De hecho, él se reivindica kirchnerista, del mismo modo que lo hacen muchos de sus colaboradores más cercanos y gobernadores. Reivindican en especial los años de Néstor Kirchner en el poder, del cual la mayoría de ellos fueron funcionarios y se consideran discípulos.
Su confrontación desde que renunció al gobierno de Cristina Kirchner siempre fue con ella. Salvo la frágil tregua que duró desde que fue elegido candidato en 2019 hasta la derrota en las elecciones de 2021.
Por eso, lo que sí pudo haber dicho Fernández en aquel off es más preciso y contundente. La contundencia que da una conversación informal: iba a terminar con el cristinismo.
Como otros en el oficialismo, él diferencia kirchnerismo de cristinismo (como otros diferencian ambos ismos del peronismo). Asocia cristinismo a camporismo y a todo ese sector con posiciones extremas que lastiman al peronismo y que siente haber sufrido en carne propia.
Cuando el viernes anterior por la noche se conoció la fórmula del oficialismo, sin ningún cristinista integrándola, recordé aquella supuesta promesa presidencial.
Seis elecciones. Los elegidos, Massa y Rossi, mantienen, a fuerza de pragmatismo, una relación cordial con Cristina y los suyos. Aunque vienen de pasados y de prácticas muy distintas y, como Alberto, ambos reivindican su pasado kirchnerista. Alejados de los símbolos y de la práctica de La Cámpora.
La fórmula oficialista fue sorpresiva, pero representa la continuidad de una tendencia que expresa la pérdida de un liderazgo hegemónico en el peronismo y la expectativa por la aparición de uno nuevo. Un fenómeno que comenzó hace una década, cuando en las elecciones legislativas de 2013, el Frente Renovador de Massa superó al cristinismo en la provincia de Buenos Aires por 10 puntos.

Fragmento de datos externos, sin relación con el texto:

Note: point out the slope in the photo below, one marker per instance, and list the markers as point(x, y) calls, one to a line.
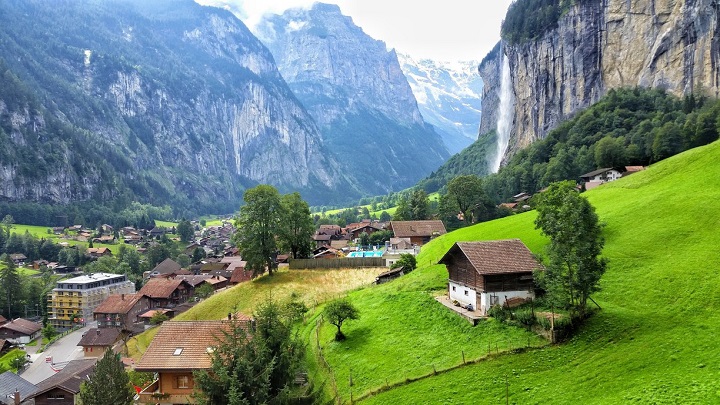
point(654, 339)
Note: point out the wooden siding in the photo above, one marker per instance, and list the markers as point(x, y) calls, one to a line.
point(462, 271)
point(509, 282)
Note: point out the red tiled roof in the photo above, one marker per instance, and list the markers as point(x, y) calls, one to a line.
point(183, 345)
point(160, 287)
point(406, 229)
point(22, 326)
point(118, 304)
point(497, 257)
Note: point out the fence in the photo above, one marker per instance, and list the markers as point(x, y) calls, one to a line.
point(340, 263)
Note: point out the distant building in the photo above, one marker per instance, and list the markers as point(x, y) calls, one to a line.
point(75, 299)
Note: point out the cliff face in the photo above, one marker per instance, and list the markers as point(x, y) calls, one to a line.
point(357, 93)
point(605, 44)
point(166, 102)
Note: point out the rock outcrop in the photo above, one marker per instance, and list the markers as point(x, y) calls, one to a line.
point(605, 44)
point(171, 101)
point(357, 93)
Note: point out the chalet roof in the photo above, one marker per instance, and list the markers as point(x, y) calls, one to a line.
point(69, 378)
point(161, 287)
point(406, 229)
point(118, 304)
point(240, 275)
point(183, 345)
point(9, 382)
point(167, 266)
point(596, 172)
point(22, 326)
point(496, 257)
point(100, 337)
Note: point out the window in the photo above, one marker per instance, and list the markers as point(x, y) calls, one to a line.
point(183, 381)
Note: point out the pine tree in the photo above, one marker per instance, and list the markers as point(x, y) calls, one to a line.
point(109, 385)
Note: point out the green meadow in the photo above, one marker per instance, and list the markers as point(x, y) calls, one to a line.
point(655, 339)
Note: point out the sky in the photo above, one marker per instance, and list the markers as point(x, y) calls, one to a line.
point(442, 30)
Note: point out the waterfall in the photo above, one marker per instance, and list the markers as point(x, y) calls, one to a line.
point(505, 115)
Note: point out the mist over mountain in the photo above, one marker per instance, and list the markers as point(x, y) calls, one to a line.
point(357, 93)
point(449, 96)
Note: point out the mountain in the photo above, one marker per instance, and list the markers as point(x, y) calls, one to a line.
point(167, 102)
point(449, 96)
point(357, 93)
point(564, 56)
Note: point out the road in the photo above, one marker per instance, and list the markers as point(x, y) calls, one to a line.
point(62, 351)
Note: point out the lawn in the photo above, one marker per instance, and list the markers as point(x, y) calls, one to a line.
point(311, 286)
point(654, 341)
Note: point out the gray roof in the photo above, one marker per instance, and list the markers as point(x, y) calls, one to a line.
point(9, 382)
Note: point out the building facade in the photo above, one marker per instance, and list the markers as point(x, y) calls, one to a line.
point(74, 300)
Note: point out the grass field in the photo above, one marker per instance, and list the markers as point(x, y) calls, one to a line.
point(654, 341)
point(311, 286)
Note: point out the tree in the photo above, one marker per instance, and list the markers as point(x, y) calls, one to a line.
point(10, 286)
point(576, 242)
point(252, 365)
point(419, 205)
point(406, 261)
point(339, 311)
point(296, 226)
point(257, 225)
point(109, 385)
point(185, 231)
point(468, 195)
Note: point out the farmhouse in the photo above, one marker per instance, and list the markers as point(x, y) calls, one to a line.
point(483, 274)
point(419, 232)
point(178, 349)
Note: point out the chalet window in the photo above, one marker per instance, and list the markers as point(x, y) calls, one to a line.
point(183, 381)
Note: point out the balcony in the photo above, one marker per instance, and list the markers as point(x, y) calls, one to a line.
point(151, 395)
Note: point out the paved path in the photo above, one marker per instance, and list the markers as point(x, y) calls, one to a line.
point(62, 351)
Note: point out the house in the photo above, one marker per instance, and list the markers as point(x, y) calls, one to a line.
point(98, 252)
point(62, 387)
point(121, 311)
point(389, 275)
point(483, 274)
point(178, 349)
point(166, 292)
point(20, 331)
point(419, 232)
point(96, 341)
point(18, 259)
point(14, 389)
point(165, 268)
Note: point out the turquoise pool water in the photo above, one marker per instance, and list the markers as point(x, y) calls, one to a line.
point(370, 253)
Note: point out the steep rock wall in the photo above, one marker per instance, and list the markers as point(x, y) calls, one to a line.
point(605, 44)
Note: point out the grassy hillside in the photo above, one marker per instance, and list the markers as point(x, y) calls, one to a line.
point(310, 286)
point(654, 341)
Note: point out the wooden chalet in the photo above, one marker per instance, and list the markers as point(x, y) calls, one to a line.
point(179, 349)
point(419, 232)
point(483, 274)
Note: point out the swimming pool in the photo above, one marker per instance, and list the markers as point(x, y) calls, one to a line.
point(366, 253)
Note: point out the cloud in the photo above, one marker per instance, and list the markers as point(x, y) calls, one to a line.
point(433, 29)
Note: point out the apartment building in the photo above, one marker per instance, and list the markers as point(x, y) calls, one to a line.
point(74, 300)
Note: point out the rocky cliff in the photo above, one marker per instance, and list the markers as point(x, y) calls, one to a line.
point(357, 93)
point(604, 44)
point(449, 97)
point(163, 101)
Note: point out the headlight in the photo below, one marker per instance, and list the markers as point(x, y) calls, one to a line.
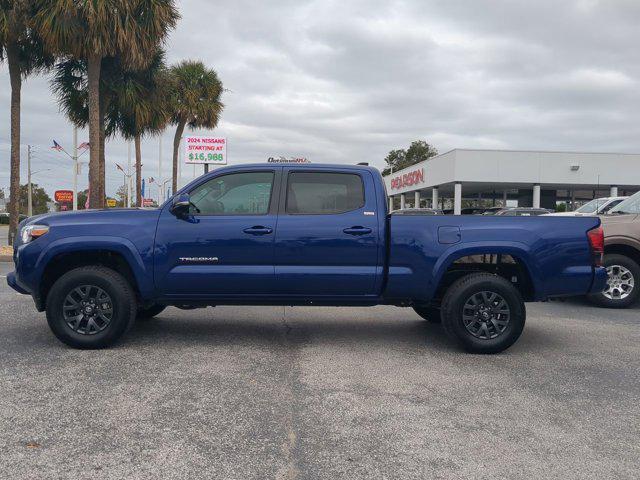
point(31, 232)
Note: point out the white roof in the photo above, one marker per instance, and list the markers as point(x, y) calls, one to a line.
point(522, 169)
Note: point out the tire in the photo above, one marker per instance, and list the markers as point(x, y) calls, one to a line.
point(617, 294)
point(110, 313)
point(430, 314)
point(150, 312)
point(483, 313)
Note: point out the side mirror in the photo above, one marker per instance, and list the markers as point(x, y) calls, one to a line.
point(180, 205)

Dos años después, en 2015, Cristina ya había cedido el primer lugar de la fórmula presidencial a un no-cristinista como Scioli, pero colocando como acompañante a un hombre de su confianza como Zannini. En 2019, volvió a dejar en manos de otro exadversario como Alberto Fernández la primera candidatura, reservándose para sí el segundo lugar.
De doce años (tres elecciones) en los que Cristina y Néstor fueron los líderes excluyentes del peronismo y sus candidatos presidenciales, se pasó a ocho años (dos elecciones) en los que ella debió entregar una parte de la boleta. Aunque con la expectativa de controlar igual la suma del poder. Con la derrota de Scioli frente a Macri no se pudo saber lo que hubiera pasado en ese sentido, pero con Alberto se probó que la cuota de poder que obtuvo fue sustancialmente menor que la que imaginaba.
Lógica del despoder. Estos comicios presentan dos novedades significativas. Serán los primeros en los que ni el candidato a presidente ni a vicepresidente representan al cristinismo. Y, además, serán los primeros en los que ninguno de los dos lugares fue elegido por ella, que se limitó a dar su visto bueno final.
La pregunta es por qué la expresidenta perdió su poder de decisión total sobre la elección de los candidatos presidenciales. La siguiente duda es si aquella advertencia del jefe de Estado sobre el fin del cristinismo tuvo algo que ver con lo que terminó ocurriendo.
Descreo del poder de un individuo para cambiar el rumbo de la historia, aunque lo habitual es personalizar en un apellido los grandes giros de la humanidad. Lo que no quita que haya líderes que logren acelerar o retrasar los procesos históricos.
También creo que, dentro de ese limitado nivel de influencia que aporta un individuo, no es despreciable el poder que significa el despoder. Lo escribí hace un mes (“El poder del despoder”), poniendo a Alberto Fernández como ejemplo. Porque cuando el Presidente perdió el poder de ser reelecto y cuando su relación con su vice dejó de tener vuelta atrás, ya no tuvo mucho más para perder. Lo que le quedaron son las heridas de la guerra interna, la lapicera presidencial que usará hasta el 10 de diciembre y la ligera sensación de que la venganza es un plato que se sirve frío.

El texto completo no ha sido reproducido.